Ждать, что Карл зайдет с тыла и обе армии франков с двух сторон навалятся на лангобардов, сулило неминуемую гибель, и Дезидерий поспешил с отступлением. Правым берегом Пада, делая все возможное, чтобы предотвратить столкновение с Карлом, он в горести, обуреваемый тяжкими предчувствиями, бежал в свою столицу Тицин и принялся готовиться к долгой зимней осаде. Здесь он получил новый ультиматум, в котором Карл обещал сохранить королю Ломбардии жизнь и даже некоторые полномочия, в случае если он добровольно сдастся на милость победителей.
Дезидерий в глубине души уже знал, что участь его предрешена и над Карлом веет некое мистическое дыхание победы, но кипящая ненавистью к своему бывшему мужу Дезидерата взывала к чести отца, требуя, чтобы он ни за что не смирялся перед надменным франком. В середине сентября, вновь объединившаяся победоносная армия Карла, сокрушив лангобардские заставы у Монферратского замка и выйдя на просторы равнины, показалась вдали на другом берегу реки Тицино, неотвратимо приближаясь к столице Ломбардии.
Стоя на стене крепости и глядя на врагов, Дезидерий сказал находящейся рядом дочери:
– Смотри, Дезидерата, твой муж пришел за тобой. Не хочешь ли ты снова за него?
– Я буду счастлива, если к Рождеству получу в подарок голову этого негодяя, – отвечала бывшая королева франков.
Карл не внял некоторым из своих советчиков и не бросился на приступ, предпочтя сразу начать осаду по всем правилам. Вскоре могучий лагерь франков вырос вокруг Тицина. Король надеялся, что если не Рождество, то Пасху он будет праздновать в покоренной столице лангобардов. Он пребывал в отличнейшем расположении духа, непрестанно ощущая в душе волнующий орлиный клекот, и радовался тому, что ратные подвиги выстудили из его сердца ненужные воспоминания о Химильтруде. Медное зеркальце Хильдегарды было при нем. Жена дала его ему при прощании, сказав, что когда он очень-очень соскучится по ней, то, быть может, заглянув в зеркальце, хотя бы мельком увидит живущее там отражение ее лица. В лагерь под Тицином в конце осени пришла радостная весть – в Генаве королева Хильдегарда благополучно родила, и на сей раз – девочку. Гонец передал королю вопрос королевы – можно ли крестить малышку в его отсутствие и какое дать имя. Карл дал разрешение и велел назвать дочь Хруотрудой.

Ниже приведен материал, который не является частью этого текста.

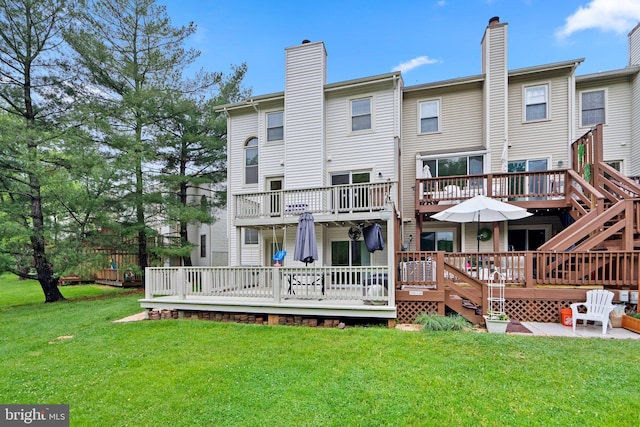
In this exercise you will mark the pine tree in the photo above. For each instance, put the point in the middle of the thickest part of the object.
(34, 95)
(134, 59)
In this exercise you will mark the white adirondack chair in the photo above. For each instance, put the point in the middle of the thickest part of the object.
(598, 307)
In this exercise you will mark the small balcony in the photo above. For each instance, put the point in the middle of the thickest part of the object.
(340, 202)
(540, 189)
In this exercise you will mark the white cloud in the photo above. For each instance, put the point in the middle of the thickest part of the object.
(619, 16)
(414, 63)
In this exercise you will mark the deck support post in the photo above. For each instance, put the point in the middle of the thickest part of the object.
(180, 283)
(277, 284)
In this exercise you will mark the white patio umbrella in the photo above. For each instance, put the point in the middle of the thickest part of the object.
(481, 208)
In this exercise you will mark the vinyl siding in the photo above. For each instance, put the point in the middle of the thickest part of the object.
(461, 129)
(617, 129)
(548, 139)
(634, 166)
(241, 126)
(634, 46)
(304, 115)
(371, 150)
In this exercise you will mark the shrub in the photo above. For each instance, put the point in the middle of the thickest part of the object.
(435, 322)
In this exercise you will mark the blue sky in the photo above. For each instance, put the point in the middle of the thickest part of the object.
(430, 40)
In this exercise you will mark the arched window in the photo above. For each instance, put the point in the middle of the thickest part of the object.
(251, 161)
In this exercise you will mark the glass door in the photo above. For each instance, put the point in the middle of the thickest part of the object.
(275, 196)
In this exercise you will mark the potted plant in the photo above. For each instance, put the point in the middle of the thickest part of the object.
(631, 321)
(496, 322)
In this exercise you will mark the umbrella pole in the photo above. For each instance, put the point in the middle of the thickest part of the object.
(478, 233)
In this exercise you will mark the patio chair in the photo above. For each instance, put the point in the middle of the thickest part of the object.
(598, 307)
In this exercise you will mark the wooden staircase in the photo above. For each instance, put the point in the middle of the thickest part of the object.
(464, 294)
(604, 203)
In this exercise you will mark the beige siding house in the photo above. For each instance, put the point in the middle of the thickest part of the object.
(370, 153)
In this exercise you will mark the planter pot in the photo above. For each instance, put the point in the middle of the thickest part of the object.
(496, 326)
(631, 323)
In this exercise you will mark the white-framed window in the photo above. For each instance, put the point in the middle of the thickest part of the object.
(275, 126)
(536, 103)
(592, 107)
(251, 161)
(361, 114)
(616, 164)
(349, 253)
(203, 246)
(441, 240)
(527, 237)
(250, 236)
(454, 166)
(351, 198)
(534, 186)
(429, 116)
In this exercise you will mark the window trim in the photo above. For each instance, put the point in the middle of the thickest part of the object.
(606, 103)
(244, 161)
(203, 246)
(547, 86)
(478, 153)
(245, 237)
(266, 126)
(371, 114)
(454, 231)
(438, 102)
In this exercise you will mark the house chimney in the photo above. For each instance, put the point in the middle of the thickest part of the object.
(496, 87)
(634, 46)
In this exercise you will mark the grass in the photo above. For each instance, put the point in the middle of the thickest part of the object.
(192, 373)
(434, 322)
(15, 292)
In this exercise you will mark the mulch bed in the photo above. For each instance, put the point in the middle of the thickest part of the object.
(516, 326)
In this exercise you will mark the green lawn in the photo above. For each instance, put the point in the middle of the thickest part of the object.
(202, 373)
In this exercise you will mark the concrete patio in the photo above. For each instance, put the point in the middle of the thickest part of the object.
(588, 331)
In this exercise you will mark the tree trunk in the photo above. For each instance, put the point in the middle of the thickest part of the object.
(48, 283)
(184, 240)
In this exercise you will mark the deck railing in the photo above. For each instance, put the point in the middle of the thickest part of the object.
(367, 197)
(511, 186)
(610, 269)
(348, 284)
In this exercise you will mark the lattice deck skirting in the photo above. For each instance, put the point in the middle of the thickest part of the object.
(260, 319)
(531, 310)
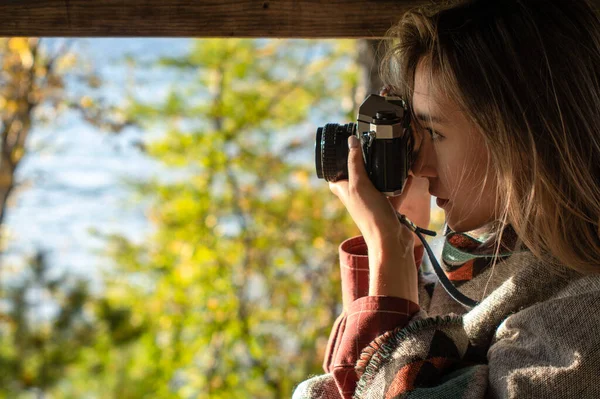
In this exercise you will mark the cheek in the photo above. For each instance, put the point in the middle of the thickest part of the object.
(471, 187)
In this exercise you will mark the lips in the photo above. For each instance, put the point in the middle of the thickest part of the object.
(441, 202)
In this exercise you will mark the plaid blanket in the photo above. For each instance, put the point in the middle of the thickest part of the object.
(534, 334)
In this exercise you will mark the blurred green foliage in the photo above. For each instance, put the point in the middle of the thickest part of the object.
(235, 293)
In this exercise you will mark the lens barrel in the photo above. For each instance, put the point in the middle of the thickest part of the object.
(331, 151)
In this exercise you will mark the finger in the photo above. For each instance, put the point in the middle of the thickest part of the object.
(356, 165)
(398, 199)
(339, 188)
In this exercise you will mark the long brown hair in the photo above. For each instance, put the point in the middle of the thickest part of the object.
(527, 73)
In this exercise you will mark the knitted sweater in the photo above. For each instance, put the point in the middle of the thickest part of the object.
(533, 335)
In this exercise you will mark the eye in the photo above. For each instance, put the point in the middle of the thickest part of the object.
(434, 135)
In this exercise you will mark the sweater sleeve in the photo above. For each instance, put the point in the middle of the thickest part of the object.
(550, 349)
(363, 318)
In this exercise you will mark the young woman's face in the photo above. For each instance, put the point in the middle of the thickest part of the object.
(453, 157)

Это имя из множества франкских женских имен всегда казалось ему самым красивым и благозвучным, и если ему не встретилась жена с таким именем, то пусть будет дочь.
А к Рождеству бесстрашная Хильдегарда собственной персоной объявилась в лагере под Тицином, оставив нянькам заботу о детях.

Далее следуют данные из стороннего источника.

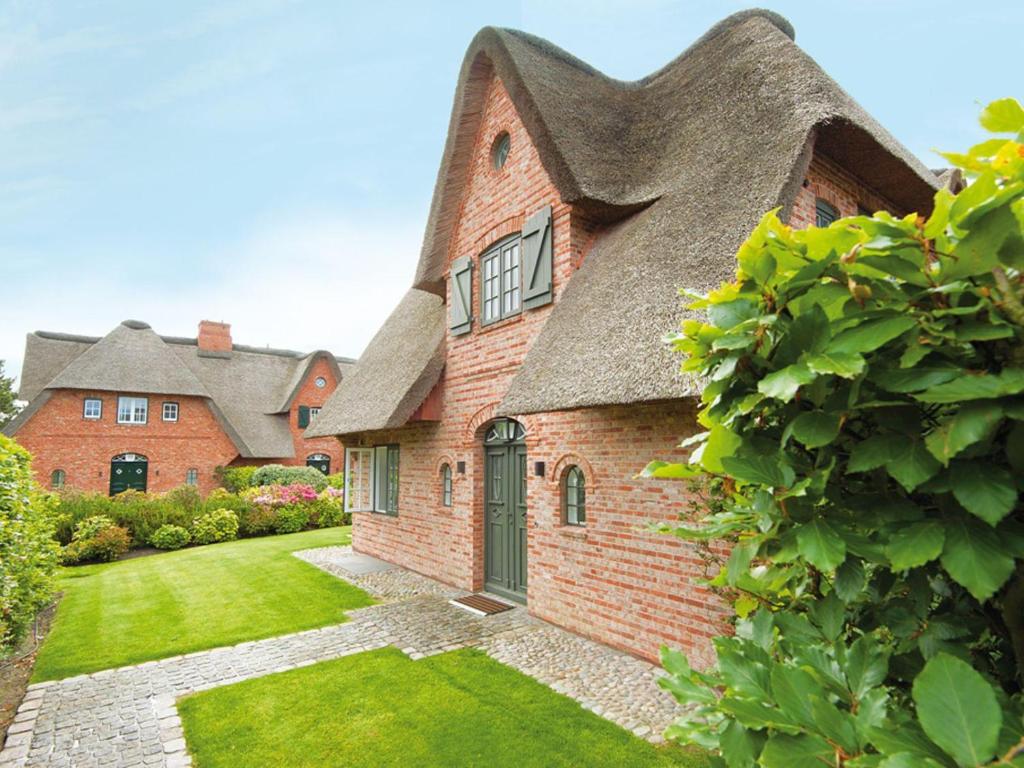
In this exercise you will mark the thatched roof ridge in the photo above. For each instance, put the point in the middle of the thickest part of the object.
(612, 147)
(249, 390)
(400, 366)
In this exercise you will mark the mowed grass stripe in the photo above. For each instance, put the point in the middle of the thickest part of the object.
(381, 709)
(177, 602)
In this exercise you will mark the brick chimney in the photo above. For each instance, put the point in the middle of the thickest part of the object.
(214, 338)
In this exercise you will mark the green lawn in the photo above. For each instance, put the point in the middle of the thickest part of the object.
(381, 709)
(158, 606)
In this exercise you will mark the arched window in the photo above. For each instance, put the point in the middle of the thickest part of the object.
(824, 213)
(574, 497)
(446, 484)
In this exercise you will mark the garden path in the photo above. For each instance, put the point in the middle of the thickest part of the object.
(127, 717)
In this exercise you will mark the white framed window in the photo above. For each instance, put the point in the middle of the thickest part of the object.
(501, 287)
(132, 410)
(372, 479)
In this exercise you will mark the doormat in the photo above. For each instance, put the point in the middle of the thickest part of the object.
(480, 605)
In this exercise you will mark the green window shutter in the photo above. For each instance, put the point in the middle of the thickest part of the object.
(537, 258)
(461, 310)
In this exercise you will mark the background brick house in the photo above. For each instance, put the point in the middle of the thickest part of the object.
(137, 410)
(495, 426)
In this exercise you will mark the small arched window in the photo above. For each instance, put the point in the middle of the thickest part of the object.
(574, 497)
(824, 213)
(446, 484)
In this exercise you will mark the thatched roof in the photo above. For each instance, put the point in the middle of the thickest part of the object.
(400, 366)
(250, 389)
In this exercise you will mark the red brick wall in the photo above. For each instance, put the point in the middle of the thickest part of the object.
(837, 186)
(59, 437)
(310, 394)
(611, 580)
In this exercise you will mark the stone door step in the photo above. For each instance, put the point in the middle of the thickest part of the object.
(480, 605)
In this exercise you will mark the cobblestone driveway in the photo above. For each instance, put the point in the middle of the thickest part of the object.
(127, 716)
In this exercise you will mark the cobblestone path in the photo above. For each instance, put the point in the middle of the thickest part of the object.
(127, 717)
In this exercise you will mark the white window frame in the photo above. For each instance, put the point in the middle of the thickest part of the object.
(135, 415)
(379, 480)
(99, 409)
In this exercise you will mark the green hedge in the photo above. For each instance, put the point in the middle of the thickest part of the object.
(29, 555)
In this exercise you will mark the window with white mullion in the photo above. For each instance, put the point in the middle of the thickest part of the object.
(510, 279)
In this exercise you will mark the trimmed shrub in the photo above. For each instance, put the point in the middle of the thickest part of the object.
(236, 479)
(29, 556)
(276, 474)
(218, 525)
(257, 520)
(96, 539)
(291, 519)
(170, 537)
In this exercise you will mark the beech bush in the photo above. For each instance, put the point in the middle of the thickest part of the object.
(863, 411)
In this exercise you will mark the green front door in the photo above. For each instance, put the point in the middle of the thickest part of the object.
(505, 511)
(128, 471)
(321, 462)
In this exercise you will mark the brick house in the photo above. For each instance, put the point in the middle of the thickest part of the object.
(495, 426)
(137, 410)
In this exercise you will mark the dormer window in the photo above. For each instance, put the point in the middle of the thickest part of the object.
(500, 150)
(501, 283)
(824, 213)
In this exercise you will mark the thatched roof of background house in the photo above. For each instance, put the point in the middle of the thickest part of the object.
(401, 365)
(678, 166)
(249, 390)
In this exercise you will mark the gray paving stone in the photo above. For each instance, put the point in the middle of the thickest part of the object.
(128, 716)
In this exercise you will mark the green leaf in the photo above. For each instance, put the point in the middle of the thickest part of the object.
(763, 470)
(915, 545)
(738, 747)
(820, 545)
(913, 466)
(876, 452)
(957, 709)
(782, 384)
(974, 422)
(974, 556)
(984, 386)
(866, 665)
(721, 442)
(1003, 116)
(914, 379)
(815, 428)
(850, 580)
(847, 365)
(870, 335)
(984, 489)
(797, 752)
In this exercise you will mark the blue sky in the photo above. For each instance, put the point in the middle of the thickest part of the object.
(270, 163)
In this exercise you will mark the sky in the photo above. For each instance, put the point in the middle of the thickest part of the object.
(270, 163)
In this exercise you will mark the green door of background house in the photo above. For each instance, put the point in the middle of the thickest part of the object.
(505, 510)
(128, 471)
(321, 462)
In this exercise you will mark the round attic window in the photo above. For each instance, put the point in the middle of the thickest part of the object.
(500, 150)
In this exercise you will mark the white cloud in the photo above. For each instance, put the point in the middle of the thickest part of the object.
(315, 281)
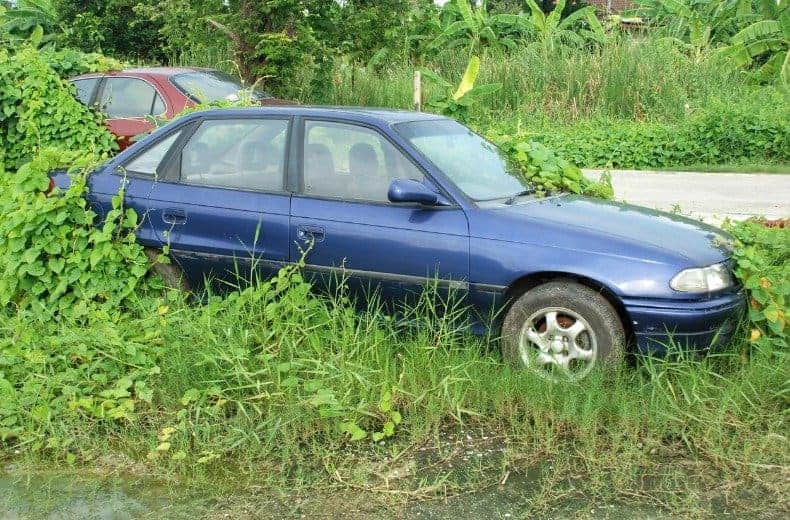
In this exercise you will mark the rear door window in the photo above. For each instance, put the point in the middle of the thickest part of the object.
(244, 154)
(129, 97)
(148, 162)
(85, 89)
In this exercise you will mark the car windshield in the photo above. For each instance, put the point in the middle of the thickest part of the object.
(212, 85)
(476, 166)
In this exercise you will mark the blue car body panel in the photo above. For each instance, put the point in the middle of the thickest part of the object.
(483, 249)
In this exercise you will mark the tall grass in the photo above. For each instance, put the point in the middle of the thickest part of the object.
(626, 79)
(267, 377)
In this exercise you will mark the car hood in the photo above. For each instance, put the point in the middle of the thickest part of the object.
(612, 228)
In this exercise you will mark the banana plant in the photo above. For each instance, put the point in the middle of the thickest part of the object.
(554, 31)
(477, 28)
(697, 24)
(456, 101)
(765, 42)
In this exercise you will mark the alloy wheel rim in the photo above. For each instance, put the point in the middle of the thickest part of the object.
(558, 344)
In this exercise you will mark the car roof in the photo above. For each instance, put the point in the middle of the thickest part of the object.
(362, 114)
(144, 72)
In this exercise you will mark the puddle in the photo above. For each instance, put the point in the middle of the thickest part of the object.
(53, 495)
(80, 494)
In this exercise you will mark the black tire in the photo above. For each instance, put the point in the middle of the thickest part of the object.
(598, 319)
(172, 275)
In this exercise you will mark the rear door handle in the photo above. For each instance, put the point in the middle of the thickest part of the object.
(174, 216)
(307, 233)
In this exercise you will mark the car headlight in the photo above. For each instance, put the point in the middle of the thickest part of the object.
(702, 279)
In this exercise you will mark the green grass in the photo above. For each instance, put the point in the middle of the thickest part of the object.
(633, 80)
(255, 388)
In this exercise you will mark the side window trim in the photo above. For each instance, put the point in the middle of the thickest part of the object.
(92, 96)
(299, 162)
(99, 94)
(173, 157)
(163, 169)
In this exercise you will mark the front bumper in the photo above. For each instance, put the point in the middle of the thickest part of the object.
(691, 324)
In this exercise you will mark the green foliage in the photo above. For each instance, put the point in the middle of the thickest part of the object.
(68, 63)
(547, 171)
(38, 110)
(29, 16)
(698, 23)
(718, 134)
(762, 262)
(765, 42)
(457, 103)
(475, 27)
(268, 40)
(113, 27)
(53, 258)
(553, 30)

– Я готова была взорваться, лопнуть, расплавиться от тоски по тебе, любимый муж мой! – сказала королева в свое оправдание и была прощена. И они вновь праздновали вместе самый любимый праздник Карла, веселились и пышно пировали на глазах у защитников столицы Дезидерия, с которыми к тому времени уже успел подружиться весьма неприятный собеседник – унылый глотатель слюны голод. У франков же всего было вдоволь, ибо под рукой у них в огромном количестве имелись богатейшие окрестные села и города благодатной Ломбардской равнины.
Нежась в объятиях Хильдегарды, счастливый в любви и в сражении, Карл начал получать одно за другим радостные известия – главные города лангобардов стали сдаваться, не выдержав осады. Пал Турин, пала Пьяченца, пал Медиоланум[47]. В феврале Карлу наскучило резвиться в окрестностях Тицина, мощные бастионы которого пока еще оставались непреклонными, и со значительной частью армии он отправился в поход на Верону, второй по значению город в королевстве Дезидерия. Он вез с собою любвеобильную Хильдегарду, а в обозе, неизвестно зачем, – бивень мамонта, зуб таинственного зверя Ифы.

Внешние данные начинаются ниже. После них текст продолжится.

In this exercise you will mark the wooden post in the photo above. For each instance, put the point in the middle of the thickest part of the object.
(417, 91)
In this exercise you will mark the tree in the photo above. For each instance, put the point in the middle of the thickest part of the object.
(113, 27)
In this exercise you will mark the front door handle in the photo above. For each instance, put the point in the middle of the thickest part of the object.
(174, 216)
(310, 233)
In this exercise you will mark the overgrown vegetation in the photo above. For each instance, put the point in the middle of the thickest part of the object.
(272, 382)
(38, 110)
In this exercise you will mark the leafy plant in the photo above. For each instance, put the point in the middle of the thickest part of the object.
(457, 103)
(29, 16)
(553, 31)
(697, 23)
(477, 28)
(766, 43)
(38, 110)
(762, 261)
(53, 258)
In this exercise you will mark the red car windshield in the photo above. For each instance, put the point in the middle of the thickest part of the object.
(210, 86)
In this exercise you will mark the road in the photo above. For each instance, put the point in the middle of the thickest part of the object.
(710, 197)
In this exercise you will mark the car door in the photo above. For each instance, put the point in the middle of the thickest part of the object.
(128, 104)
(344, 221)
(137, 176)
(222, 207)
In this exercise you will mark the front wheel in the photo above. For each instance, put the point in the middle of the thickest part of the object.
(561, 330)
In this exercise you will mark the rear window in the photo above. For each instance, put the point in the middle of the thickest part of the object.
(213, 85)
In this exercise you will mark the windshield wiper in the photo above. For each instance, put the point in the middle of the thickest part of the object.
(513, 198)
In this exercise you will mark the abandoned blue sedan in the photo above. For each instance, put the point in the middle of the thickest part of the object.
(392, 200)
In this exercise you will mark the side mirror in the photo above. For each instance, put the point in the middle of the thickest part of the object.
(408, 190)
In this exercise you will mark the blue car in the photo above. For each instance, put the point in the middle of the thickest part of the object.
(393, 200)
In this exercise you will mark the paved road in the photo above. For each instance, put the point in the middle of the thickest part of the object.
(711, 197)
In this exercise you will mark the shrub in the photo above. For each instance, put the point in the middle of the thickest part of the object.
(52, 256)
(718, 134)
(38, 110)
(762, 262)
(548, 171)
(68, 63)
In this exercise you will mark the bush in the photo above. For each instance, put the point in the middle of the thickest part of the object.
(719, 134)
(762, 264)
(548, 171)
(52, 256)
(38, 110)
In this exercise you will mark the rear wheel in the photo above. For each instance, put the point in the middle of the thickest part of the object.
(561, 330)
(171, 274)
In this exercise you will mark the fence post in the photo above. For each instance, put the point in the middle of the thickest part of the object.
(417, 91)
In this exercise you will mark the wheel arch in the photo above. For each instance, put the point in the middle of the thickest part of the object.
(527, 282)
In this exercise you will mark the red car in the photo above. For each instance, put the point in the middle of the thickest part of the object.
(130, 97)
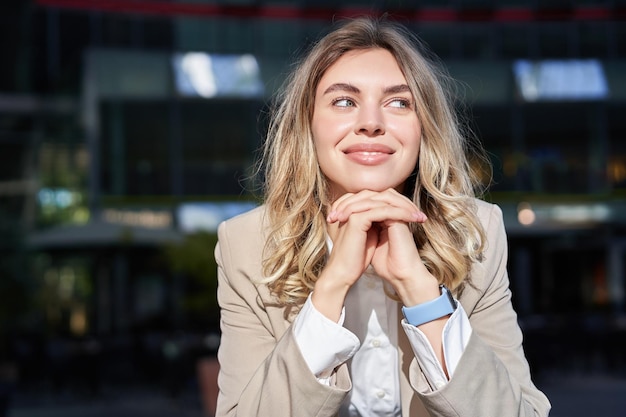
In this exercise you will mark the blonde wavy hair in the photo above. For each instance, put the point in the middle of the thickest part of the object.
(296, 191)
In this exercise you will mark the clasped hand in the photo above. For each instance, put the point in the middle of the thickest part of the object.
(372, 227)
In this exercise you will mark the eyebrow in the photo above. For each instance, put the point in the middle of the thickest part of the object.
(394, 89)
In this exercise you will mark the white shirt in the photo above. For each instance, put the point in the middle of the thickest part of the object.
(366, 337)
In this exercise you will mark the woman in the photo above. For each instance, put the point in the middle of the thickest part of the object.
(336, 295)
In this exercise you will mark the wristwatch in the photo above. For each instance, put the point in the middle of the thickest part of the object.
(430, 310)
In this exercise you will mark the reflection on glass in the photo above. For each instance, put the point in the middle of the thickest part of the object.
(200, 74)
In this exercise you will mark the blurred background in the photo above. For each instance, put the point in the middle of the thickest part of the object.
(128, 130)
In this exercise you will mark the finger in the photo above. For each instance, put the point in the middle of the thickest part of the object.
(382, 214)
(366, 200)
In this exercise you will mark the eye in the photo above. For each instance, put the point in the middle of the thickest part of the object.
(401, 103)
(343, 102)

Глава шестая Все довольны и счастливы, кроме слона
Все-таки он был очень умный слон и с возрастом становился все умнее и проницательнее.
Он как-то быстро смекнул, что от этих людей ему не ждать ничего хорошего, почуял исходящую от них недобрую силу,.хищную и алчную. В их черных глазах зияли провалы какого-то потустороннего мрака, вековая тоска по безвозвратно потерянным небесам. Причем трудно было точно определить, который из них главнее – тот, что постарше, или его сын, совсем еще Мальчишка, но со взором не то ворона, не то стервятника.